MDC pins hope on SADC
2009-10-27 16:00
Special Report
Most of Zimbabwe’s 230 000 civil servants have heeded a strike call, their union says, vowing to intensify the protest if the government fails to meet their demand for a five-fold pay hike.
Zimbabwean President Robert Mugabe says he doesn't expect the US sanctions on his country to be lifted soon.
Harare - Prime Minister Morgan Tsvangirai's MDC party hopes that Zimbabwe's neighbours would this week break a deadlock threatening its power-sharing deal with President Robert Mugabe, a top party official said on Tuesday.
Tsvangirai and Mugabe formed a power-sharing government in February to try to end a decade-long crisis, but are still fighting a low-intensity political battle ahead of an expected democratic election in about two years.
Their fragile coalition lurched into a crisis earlier this month when the Movement for Democratic Change (MDC) said it would stop attending cabinet meetings in protest against the arrest of one of its senior officials and Mugabe's refusal fully to implement the power-sharing pact.

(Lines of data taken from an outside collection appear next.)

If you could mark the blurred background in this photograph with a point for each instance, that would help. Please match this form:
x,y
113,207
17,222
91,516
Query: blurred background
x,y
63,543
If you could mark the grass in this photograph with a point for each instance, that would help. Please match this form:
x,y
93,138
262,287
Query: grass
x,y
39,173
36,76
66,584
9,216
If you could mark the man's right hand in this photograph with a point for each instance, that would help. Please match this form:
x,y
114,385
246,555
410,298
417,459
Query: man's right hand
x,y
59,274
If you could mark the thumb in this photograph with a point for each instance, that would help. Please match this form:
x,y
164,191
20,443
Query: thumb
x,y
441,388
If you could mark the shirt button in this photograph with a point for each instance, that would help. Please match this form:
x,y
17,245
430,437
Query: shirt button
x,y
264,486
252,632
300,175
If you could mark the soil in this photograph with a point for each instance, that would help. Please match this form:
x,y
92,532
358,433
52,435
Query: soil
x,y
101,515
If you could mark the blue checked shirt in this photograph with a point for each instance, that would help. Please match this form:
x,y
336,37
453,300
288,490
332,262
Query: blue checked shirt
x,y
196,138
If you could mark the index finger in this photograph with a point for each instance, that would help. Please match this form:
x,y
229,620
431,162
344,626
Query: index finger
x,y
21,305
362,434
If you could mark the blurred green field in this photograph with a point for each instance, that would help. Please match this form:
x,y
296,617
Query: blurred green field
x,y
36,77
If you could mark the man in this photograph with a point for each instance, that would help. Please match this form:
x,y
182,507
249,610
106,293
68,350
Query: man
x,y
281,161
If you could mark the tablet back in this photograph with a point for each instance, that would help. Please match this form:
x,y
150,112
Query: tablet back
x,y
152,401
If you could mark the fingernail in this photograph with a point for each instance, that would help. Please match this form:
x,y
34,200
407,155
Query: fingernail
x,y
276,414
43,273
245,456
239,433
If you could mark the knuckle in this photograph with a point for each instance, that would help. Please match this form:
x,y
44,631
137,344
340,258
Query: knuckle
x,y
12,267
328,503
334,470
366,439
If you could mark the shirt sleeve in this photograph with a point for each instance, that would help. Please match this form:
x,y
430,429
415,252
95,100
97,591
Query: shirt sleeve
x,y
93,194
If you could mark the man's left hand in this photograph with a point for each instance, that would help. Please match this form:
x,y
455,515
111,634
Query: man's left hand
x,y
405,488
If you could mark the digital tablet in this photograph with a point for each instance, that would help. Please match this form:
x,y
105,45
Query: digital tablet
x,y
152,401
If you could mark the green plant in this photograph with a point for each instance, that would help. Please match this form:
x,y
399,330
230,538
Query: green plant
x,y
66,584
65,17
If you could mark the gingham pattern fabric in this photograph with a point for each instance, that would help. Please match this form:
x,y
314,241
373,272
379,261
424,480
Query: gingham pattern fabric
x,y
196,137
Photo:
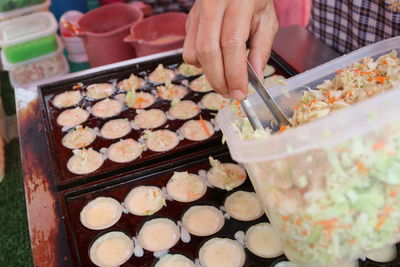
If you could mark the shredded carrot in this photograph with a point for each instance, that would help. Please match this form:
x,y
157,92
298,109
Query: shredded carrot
x,y
388,209
380,79
192,195
282,128
393,193
327,223
381,221
204,126
378,145
77,86
361,168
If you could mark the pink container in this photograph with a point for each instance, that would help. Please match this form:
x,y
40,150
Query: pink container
x,y
104,30
158,33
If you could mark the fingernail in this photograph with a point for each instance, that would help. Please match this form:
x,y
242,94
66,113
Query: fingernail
x,y
238,95
226,95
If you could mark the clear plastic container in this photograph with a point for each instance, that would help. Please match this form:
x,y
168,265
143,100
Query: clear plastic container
x,y
27,28
21,8
331,187
55,65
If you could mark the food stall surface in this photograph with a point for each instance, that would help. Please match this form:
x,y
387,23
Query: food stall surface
x,y
49,225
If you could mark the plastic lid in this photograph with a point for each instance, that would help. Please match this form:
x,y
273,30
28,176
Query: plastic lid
x,y
24,10
10,66
27,28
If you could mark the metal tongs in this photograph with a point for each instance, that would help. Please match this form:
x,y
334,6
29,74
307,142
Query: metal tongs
x,y
259,116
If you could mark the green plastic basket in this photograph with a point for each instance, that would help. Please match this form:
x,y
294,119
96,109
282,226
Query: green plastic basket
x,y
31,49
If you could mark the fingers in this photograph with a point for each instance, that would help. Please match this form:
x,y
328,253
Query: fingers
x,y
261,40
208,51
234,34
189,52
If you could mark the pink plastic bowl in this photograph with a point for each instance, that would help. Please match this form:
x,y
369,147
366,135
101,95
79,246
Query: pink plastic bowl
x,y
104,30
158,33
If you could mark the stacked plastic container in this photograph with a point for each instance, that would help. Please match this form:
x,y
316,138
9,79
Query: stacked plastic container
x,y
15,8
31,49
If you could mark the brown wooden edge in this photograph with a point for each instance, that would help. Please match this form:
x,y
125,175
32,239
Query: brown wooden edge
x,y
46,228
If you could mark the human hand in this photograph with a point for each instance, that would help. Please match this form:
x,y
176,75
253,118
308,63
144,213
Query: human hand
x,y
216,35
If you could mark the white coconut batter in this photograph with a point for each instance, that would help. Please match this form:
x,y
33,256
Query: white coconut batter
x,y
67,99
222,252
78,138
197,130
161,140
111,249
115,128
385,254
144,200
268,70
174,260
85,161
158,234
214,101
139,100
243,206
184,110
150,119
72,117
101,213
203,220
100,90
132,83
189,70
262,240
186,187
161,74
124,151
226,176
201,85
107,108
169,91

MDC spokesperson Nelson Chamisa said a mediation team from the 15-nation Southern African Development Community (SADC) visiting Harare on Thursday had a political obligation to put pressure on Mugabe's ZANU-PF party to honour all aspects of the agreement.
Thaw the impasse
The crisis deepened on Monday after a stalemate at the first meeting between Mugabe and Tsvangirai since the MDC started boycotting the unity government on October 16.
"We are hoping that the troika will, in some way, thaw the impasse. It is our expectation that we will be helped by our guarantors," Chamisa said at a news conference.

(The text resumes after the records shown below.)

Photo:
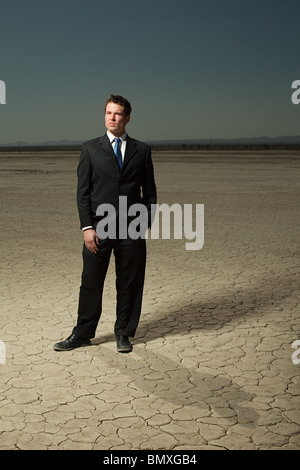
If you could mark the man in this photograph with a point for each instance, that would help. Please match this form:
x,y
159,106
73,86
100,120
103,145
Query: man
x,y
109,168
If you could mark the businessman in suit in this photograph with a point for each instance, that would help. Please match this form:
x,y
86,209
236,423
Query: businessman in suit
x,y
109,167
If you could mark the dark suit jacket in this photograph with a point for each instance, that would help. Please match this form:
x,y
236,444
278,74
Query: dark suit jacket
x,y
100,181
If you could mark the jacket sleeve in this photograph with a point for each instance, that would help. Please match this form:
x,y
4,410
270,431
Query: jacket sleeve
x,y
84,189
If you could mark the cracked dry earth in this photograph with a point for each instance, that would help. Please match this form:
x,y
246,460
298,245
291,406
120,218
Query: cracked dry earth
x,y
212,362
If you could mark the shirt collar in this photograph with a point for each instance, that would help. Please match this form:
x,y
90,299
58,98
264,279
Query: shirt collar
x,y
113,137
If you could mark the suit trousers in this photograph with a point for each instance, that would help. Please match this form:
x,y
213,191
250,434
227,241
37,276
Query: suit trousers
x,y
130,263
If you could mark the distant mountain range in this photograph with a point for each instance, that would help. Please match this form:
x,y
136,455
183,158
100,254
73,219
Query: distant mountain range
x,y
286,140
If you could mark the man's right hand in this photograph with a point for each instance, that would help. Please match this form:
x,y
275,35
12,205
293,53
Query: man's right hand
x,y
91,240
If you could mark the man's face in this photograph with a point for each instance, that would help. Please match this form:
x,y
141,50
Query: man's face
x,y
115,119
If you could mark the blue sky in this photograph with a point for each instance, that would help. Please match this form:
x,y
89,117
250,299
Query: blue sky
x,y
191,69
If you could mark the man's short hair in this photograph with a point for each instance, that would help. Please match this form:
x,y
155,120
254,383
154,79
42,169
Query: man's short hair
x,y
117,99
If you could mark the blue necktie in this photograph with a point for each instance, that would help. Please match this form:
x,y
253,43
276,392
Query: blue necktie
x,y
117,151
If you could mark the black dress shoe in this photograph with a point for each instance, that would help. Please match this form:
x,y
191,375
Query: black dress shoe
x,y
72,342
123,343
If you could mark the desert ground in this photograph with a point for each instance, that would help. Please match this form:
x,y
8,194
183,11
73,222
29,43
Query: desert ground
x,y
213,364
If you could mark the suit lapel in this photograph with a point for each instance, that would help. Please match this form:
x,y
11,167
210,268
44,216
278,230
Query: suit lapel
x,y
131,150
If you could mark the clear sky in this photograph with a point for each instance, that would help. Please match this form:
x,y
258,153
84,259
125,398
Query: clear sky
x,y
191,69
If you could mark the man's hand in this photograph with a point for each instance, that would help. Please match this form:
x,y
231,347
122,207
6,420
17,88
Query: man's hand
x,y
91,240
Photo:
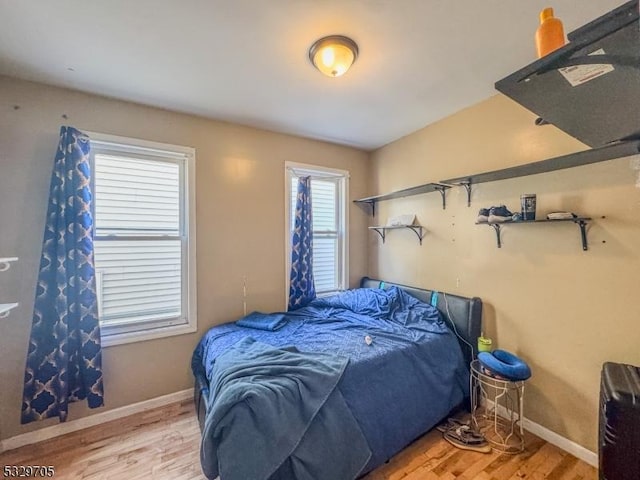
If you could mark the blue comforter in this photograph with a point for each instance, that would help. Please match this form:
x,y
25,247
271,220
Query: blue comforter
x,y
397,385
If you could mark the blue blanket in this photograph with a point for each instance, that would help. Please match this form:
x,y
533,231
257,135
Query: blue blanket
x,y
272,413
263,321
403,383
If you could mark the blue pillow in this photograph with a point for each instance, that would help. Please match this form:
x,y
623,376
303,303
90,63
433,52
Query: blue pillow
x,y
505,364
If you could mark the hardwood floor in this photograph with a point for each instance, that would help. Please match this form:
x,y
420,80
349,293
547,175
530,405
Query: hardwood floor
x,y
163,444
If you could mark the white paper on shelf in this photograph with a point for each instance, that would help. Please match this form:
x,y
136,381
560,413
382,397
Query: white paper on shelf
x,y
579,74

"If the meeting fails to break the deadlock, we hope there will be a full (SADC) summit. If that fails, then the only option will be a free and fair election under international supervision."
Chamisa said the MDC and Zanu were "poles apart" on the appointment of some senior government officials, including provincial governors, the attorney-general and head of the central bank, and on media and constitutional reforms.
Zanu - PF had no respect for the rule of law, and its supporters were still invading white-owned commercial farms, he said.
No viable alternative strategies
Chamisa said Zanu-PF militants had also embarked on an intimidation campaign against MDC structures, and one party worker told the conference some armed men had tried but failed to kidnap her in central Harare on Tuesday.
"In our own forensic audit, we have only implemented a quarter of the global political agreement...and there is a danger that Zanu-PF may want to reverse some of progress that we have achieved," he added.
Political analysts say although the coalition has been shaken by the MDC boycott, a complete collapse still looks unlikely because both parties have no viable alternative strategies at the moment.
On his part, Mugabe has shrugged off the former opposition's boycott of Zimbabwe's unity government, saying he has fulfilled the power-sharing agreement and would not yield to any pressure to make concessions.
The veteran Zimbabwean president, 85 and in power since independence from Britain in 1980, says the MDC must campaign for the removal of Western sanctions against his Zanu-PF and for an end to a propaganda campaign by MDC supporters abroad.